The Cleveland police department, which has become synonymous with the racially charged debate over police tactics, has agreed to follow some of the most exacting standards in the nation over how and when its officers can use force, and it will accept close oversight to make sure those rules are not ignored, city and federal officials said Tuesday.
The agreement is part of a settlement with the Justice Department over what federal officials have called a pattern of unconstitutional policing and abuse in Cleveland. The department found in a review released late last year that police officers here used stun guns inappropriately, punched and kicked unarmed people, and shot at people who posed no threat.
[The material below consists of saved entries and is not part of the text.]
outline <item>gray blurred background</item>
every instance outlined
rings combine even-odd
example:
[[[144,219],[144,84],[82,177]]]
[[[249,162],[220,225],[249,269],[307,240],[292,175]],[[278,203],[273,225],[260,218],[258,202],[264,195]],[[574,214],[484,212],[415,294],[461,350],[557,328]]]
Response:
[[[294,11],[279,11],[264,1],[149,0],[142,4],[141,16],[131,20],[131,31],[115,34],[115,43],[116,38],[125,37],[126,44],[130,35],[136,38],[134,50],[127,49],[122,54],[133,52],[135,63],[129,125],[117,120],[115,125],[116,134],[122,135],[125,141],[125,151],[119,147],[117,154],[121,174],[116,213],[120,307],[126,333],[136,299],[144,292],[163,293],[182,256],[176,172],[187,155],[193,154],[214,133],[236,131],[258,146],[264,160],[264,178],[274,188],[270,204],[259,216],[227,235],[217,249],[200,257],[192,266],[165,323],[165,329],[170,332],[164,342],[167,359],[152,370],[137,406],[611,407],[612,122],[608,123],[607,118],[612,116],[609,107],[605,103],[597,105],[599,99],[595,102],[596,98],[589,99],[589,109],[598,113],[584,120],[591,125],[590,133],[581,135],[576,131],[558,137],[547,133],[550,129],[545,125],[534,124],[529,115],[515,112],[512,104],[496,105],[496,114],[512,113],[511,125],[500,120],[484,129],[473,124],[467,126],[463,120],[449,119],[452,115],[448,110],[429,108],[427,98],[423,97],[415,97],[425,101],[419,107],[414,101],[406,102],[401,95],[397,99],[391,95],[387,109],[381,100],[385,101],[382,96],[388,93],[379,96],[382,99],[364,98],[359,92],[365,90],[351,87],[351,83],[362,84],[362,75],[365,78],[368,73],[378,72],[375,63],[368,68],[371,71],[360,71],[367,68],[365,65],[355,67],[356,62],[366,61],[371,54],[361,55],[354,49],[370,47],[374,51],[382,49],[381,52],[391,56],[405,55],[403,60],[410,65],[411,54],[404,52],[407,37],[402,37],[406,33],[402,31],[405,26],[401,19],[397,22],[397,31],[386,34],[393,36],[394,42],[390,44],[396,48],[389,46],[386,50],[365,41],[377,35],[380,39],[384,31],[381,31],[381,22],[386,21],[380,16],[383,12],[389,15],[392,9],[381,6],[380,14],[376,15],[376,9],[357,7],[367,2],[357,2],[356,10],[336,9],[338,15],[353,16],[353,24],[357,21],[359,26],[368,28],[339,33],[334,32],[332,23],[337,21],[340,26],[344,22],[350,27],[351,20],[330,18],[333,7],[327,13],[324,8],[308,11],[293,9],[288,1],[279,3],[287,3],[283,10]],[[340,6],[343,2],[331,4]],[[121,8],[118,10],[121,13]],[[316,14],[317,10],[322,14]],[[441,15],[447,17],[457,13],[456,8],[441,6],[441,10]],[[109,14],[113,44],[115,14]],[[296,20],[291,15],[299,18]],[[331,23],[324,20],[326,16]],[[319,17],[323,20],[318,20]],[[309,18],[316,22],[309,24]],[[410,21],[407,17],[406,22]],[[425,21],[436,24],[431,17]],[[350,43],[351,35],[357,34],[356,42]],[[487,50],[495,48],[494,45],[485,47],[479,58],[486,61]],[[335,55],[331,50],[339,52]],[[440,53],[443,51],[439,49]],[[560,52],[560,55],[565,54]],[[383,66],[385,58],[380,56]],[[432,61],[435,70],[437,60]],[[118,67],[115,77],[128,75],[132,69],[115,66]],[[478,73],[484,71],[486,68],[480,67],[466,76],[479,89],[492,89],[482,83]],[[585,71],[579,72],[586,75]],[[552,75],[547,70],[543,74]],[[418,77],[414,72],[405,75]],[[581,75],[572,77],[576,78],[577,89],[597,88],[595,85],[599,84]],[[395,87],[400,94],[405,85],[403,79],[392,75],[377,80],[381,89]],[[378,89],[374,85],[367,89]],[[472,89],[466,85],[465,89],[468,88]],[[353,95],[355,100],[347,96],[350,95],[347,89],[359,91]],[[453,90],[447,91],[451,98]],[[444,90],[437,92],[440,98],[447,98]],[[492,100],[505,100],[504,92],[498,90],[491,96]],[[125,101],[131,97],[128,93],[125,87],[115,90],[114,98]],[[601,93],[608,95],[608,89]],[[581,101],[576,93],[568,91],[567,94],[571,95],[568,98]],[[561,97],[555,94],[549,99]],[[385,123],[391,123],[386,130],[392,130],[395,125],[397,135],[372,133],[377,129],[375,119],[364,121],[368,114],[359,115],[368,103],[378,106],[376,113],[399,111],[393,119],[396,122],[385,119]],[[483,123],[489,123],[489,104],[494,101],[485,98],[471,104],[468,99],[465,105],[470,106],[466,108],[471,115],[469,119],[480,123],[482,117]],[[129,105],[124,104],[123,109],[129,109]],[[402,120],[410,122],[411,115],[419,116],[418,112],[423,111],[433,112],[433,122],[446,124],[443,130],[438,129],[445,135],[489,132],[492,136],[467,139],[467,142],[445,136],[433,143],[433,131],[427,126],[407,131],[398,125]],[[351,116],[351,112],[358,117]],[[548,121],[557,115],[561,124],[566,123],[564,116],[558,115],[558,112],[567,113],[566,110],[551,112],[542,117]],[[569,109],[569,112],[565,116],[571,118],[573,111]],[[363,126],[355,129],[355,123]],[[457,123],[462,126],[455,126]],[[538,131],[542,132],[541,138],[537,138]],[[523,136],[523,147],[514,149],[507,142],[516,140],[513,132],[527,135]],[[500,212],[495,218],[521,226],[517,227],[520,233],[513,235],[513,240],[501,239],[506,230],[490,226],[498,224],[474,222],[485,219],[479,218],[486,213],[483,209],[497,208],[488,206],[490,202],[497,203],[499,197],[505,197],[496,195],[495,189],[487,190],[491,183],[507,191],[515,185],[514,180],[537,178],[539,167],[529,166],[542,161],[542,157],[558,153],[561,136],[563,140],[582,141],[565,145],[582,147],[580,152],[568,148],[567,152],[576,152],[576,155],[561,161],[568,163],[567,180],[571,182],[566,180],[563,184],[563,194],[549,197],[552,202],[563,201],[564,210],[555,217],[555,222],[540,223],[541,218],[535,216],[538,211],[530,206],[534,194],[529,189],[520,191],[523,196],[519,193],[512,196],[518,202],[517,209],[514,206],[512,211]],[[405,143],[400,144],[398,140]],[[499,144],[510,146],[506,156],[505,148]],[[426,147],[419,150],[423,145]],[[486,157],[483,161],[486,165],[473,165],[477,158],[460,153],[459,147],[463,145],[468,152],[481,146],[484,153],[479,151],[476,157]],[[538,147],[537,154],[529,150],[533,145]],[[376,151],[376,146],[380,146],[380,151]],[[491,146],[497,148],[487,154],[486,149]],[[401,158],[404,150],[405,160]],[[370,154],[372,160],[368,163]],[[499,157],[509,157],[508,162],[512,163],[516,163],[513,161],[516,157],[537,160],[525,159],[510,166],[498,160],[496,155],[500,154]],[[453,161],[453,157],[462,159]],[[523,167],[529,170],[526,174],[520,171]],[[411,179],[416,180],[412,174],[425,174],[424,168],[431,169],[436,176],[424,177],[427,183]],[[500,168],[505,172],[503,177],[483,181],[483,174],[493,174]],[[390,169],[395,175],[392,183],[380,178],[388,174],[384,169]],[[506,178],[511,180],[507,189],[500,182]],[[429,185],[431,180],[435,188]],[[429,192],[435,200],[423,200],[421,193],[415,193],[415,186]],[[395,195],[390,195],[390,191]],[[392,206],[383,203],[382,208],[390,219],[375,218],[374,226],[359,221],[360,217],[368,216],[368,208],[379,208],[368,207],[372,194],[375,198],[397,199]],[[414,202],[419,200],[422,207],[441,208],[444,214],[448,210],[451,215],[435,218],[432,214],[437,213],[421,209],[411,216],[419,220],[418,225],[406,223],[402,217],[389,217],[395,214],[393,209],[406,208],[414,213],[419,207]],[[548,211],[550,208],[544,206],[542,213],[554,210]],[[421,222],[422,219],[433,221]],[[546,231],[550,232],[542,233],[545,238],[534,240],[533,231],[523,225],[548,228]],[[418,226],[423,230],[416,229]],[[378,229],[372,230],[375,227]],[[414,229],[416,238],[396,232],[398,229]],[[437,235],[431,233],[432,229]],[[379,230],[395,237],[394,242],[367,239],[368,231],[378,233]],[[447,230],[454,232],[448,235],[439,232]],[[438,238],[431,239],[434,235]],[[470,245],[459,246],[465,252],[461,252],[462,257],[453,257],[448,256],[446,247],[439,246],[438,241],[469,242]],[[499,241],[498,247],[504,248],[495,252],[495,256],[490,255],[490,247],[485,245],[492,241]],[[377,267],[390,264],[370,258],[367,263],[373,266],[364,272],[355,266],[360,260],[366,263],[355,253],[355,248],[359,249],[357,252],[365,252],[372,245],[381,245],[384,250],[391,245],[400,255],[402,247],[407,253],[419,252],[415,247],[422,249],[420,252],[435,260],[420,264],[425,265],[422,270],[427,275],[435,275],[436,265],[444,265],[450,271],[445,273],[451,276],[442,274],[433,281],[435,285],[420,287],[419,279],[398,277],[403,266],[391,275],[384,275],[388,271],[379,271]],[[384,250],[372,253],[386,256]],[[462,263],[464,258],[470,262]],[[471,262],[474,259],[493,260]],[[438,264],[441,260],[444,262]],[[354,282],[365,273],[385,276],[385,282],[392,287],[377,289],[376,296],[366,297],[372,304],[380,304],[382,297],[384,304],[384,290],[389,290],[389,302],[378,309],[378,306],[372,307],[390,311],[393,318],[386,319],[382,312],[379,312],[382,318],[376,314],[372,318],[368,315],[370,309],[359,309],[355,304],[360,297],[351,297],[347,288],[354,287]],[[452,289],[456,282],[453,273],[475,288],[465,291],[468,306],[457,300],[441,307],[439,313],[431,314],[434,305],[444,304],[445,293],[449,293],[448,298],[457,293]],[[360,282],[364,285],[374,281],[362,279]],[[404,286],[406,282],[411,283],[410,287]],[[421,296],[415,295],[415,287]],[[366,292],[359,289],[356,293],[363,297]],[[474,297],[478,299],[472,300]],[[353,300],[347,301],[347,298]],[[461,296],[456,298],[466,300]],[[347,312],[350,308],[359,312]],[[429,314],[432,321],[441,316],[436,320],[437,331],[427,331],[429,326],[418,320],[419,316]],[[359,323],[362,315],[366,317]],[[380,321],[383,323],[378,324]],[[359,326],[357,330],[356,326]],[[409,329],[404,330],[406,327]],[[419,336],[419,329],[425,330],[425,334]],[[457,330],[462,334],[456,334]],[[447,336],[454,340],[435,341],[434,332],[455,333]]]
The episodes often went unreported and uninvestigated, investigators found.
“There is much work to be done, across the nation and in Cleveland, to rebuild trust between law enforcement and the communities they serve where it has eroded, but it can be done,” said Vanita Gupta, who leads the Justice Department’s Civil Rights Division. “Today’s agreement really should serve as a model for those seeking to address similar issues in their communities.”
At a time when the Obama administration has bemoaned the lack of data surrounding the use of force by the police, even when people are killed, Cleveland has agreed to document every time officers so much as unholster their guns. Police supervisors will investigate the uses of force in much the same way that officers investigate crimes.
“A fundamental goal of the revised use of force policy will be to account for, review and investigate every reportable use of force,” the agreement says.
The cases last year of Eric Garner, who died after a police chokehold in New York, and Michael Brown, who was shot and killed after a scuffle with a police officer in Ferguson, Mo., ignited the most vigorous national debate on policing since the beating of Rodney King in Los Angeles in 1991. The deaths were followed by high-profile cases in Baltimore, North Charleston, S.C., and elsewhere. The cases often revealed longstanding problems inside the departments and deeply rooted tensions between police officers and African-American communities.